Мы простояли двенадцать часов. Когда враг сзади и буравит тебя глазами, нервы и кожа на спине становятся на удивление чувствительными. Ежесекундно чудилось, что вот-вот винтовочный приклад размозжит хребет или под лопатку вонзится штык. Из всех звуков доносилась лишь японская речь, порой грубый хохот.
Палящее солнце, неотвязные мухи и москиты, кормящиеся мокрой от пота, зудящей кожей, резь в глазах, уставших моргать от ослепляющего света, и даже сам страх мучительной смерти — все это к вечеру отошло на второй план. За дело взялась чудовищная жажда. За весь день так и не дали воды, хотя разрешали отойти в сортир. В одну из таких оказий я с крайним сожалением избавился от своего «дневника». Тоненькие листки, аккуратно испещренные записями о книгах, грамматическими правилами, списками марок для филателистических коллекций — все это полетело в смердящую канаву.
На закате нашу пятерку сбили поплотнее и передвинули ближе к караулке. Темнота упала, будто кто-то щелкнул выключателем. Нас со спины освещала лишь слабая лампа караулки. Где-то ударили в рельс, и со стороны комендатуры повалила шумная толпа японцев и корейцев. Скорее сержантский состав, чем рядовые, но все равно замурзанные, в неряшливом обмундировании. У каждого в руке по черенку от лопаты. Остановились переброситься парой слов с охраной, будто решали, что с нами сделать.

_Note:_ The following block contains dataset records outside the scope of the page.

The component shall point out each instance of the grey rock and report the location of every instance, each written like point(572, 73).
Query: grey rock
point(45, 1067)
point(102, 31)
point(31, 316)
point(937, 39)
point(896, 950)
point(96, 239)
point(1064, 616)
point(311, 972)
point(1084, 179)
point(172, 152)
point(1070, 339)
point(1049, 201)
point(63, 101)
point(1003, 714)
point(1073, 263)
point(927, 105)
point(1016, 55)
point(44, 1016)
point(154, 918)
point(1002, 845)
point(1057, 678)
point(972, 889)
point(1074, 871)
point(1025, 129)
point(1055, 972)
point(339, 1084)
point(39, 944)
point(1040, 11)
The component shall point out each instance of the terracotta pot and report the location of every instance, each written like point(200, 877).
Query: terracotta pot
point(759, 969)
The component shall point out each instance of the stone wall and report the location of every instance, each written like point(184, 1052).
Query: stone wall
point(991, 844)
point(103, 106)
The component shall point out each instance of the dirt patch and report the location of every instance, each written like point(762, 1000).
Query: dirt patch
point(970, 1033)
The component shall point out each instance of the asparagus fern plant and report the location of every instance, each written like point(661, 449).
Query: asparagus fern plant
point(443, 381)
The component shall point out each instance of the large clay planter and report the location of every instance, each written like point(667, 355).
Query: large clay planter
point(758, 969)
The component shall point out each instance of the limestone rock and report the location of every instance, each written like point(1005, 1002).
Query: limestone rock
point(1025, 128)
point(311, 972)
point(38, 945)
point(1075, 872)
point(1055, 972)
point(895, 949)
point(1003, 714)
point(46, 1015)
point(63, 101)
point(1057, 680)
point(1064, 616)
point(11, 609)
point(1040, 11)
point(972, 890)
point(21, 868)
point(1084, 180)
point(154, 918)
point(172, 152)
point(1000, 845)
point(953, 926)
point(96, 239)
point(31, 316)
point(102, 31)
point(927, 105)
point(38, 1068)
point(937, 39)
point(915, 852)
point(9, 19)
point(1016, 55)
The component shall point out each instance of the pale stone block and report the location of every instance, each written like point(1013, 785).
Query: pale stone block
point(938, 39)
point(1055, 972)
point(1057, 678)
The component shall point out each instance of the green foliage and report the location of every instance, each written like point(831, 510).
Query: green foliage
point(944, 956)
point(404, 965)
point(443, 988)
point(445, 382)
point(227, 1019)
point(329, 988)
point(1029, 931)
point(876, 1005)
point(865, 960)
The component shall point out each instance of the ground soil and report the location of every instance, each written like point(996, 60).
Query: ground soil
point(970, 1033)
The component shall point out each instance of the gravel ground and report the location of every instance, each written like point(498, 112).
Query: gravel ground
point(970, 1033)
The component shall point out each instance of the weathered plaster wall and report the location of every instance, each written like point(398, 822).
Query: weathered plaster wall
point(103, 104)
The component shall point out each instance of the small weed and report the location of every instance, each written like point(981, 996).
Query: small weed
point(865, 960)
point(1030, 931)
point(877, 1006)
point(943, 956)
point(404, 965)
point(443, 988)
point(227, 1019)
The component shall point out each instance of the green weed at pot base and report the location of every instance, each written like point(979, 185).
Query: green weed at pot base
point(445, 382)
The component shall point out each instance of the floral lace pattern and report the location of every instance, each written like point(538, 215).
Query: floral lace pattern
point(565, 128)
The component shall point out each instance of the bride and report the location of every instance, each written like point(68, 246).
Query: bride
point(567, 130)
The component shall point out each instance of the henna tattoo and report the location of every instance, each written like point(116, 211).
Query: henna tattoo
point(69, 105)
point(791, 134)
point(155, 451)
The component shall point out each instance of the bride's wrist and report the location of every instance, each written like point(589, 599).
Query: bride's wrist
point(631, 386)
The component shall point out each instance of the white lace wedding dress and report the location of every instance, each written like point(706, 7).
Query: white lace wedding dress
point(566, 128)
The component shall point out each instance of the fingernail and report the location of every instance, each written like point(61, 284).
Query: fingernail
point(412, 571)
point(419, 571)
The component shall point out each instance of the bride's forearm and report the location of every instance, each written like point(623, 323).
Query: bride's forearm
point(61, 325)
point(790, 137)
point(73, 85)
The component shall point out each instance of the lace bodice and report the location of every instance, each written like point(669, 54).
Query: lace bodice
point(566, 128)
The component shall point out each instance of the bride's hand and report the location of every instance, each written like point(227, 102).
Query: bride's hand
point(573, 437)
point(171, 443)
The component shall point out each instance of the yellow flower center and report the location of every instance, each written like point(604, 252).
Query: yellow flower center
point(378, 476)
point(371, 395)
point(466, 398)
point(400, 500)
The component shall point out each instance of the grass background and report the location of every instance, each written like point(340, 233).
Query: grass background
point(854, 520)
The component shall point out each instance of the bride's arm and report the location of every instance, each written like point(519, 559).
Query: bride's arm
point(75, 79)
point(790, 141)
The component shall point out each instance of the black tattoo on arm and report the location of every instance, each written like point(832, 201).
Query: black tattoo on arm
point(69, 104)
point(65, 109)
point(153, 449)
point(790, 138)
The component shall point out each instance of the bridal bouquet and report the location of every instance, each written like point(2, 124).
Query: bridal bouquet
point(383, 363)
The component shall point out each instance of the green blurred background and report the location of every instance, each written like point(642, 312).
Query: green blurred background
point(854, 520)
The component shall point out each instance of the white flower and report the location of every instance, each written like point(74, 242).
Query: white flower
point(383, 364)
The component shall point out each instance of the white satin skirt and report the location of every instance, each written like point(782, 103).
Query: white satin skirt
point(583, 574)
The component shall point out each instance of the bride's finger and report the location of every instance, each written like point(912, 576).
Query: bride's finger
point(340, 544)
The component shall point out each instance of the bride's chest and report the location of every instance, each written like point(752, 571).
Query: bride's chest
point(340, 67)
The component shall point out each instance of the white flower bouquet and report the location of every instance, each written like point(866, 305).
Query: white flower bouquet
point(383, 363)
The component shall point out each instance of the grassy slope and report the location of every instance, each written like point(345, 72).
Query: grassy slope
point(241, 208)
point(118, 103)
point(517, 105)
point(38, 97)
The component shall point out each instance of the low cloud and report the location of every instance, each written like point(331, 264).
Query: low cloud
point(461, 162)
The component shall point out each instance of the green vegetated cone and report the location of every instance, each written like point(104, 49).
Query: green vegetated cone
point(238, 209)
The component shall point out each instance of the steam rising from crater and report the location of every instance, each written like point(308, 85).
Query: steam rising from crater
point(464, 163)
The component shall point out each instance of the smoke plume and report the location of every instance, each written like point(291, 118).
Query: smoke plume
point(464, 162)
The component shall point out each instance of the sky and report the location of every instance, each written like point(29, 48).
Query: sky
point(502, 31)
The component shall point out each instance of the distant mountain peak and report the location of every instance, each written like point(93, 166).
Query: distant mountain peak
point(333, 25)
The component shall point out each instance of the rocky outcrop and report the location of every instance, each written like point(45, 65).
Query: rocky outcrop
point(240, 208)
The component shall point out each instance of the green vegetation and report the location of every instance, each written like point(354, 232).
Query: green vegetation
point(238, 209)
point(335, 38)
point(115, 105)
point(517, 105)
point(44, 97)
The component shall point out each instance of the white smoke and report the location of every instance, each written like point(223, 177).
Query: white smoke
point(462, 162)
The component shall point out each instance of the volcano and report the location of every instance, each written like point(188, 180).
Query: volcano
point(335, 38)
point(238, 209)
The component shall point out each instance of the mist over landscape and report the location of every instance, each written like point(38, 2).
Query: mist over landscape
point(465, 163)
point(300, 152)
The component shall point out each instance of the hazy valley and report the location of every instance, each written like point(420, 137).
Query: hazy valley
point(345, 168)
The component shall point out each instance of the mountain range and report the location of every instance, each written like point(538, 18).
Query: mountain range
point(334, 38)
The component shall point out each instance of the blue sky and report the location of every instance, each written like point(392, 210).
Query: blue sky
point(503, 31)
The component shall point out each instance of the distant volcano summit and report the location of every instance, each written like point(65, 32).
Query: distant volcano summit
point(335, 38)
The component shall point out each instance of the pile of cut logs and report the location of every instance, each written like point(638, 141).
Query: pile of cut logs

Майору Смиту приказали выйти из шеренги вперед и поднять руки над головой. Долговязый, изможденный, со вздернутыми худыми руками, он напоминал огородное пугало — того и гляди переломится, страшно и жалко смотреть. Он стоял на краю круга света. На секунду подумалось — последний глоток надежды, — что это начало более изощренной формы столь любимой ими стойки навытяжку. Крепко сбитый японский унтер шагнул к нему и своей дубинкой хватил Смита поперек спины. Таким ударом и быка свалить недолго. Майор, конечно, упал, но пинками его заставили подняться. Все тот же охранник опять нанес удар, ничуть не слабее первого. И здесь налетела остальная сволочь. Через секунду только и было видно, как вздымаются и с глухим, тошнотворным звуком падают дубинки на барахтающееся тело. Порой несчастного вздергивали на ноги, чтобы тут же вновь сбить на землю. Билл Смит кричал, что ему уже за пятьдесят, молил о милосердии… Тщетно. Казалось, что эта банда палачей двигается в унисон со своей измочаленной, еле шевелящейся жертвой, пока она слепо уползала в темноту, за границу жиденького света из караулки. Но даже оттуда, из мрака аппельплаца, до нас по-прежнему доносились удары чего-то твердого по чему-то мягкому и мокрому.
Они орудовали дубинками вроде посохов или черенков от лопат, точь-в-точь как от шанцевого инструмента в британской армии; а может, это и вправду были черенки[7]. Тот первый удар напоминал «пробу пера»; будто рабочий нащупывал ритм, а потом уже подтягивались остальные, аккомпанируя нестройным хором ударов и шлепков по мясу и костям. Собьют на землю, вздернут на ноги, вновь собьют — и так до тех пор, пока он вообще не перестал шевелиться. Мертвый ли, живой — я понятия не имел. Даже не мог сказать, сколько времени это заняло. Удары заменили собой пустые секунды проходящего времени; впрочем, думается, что ушло минут сорок, пока он не затих.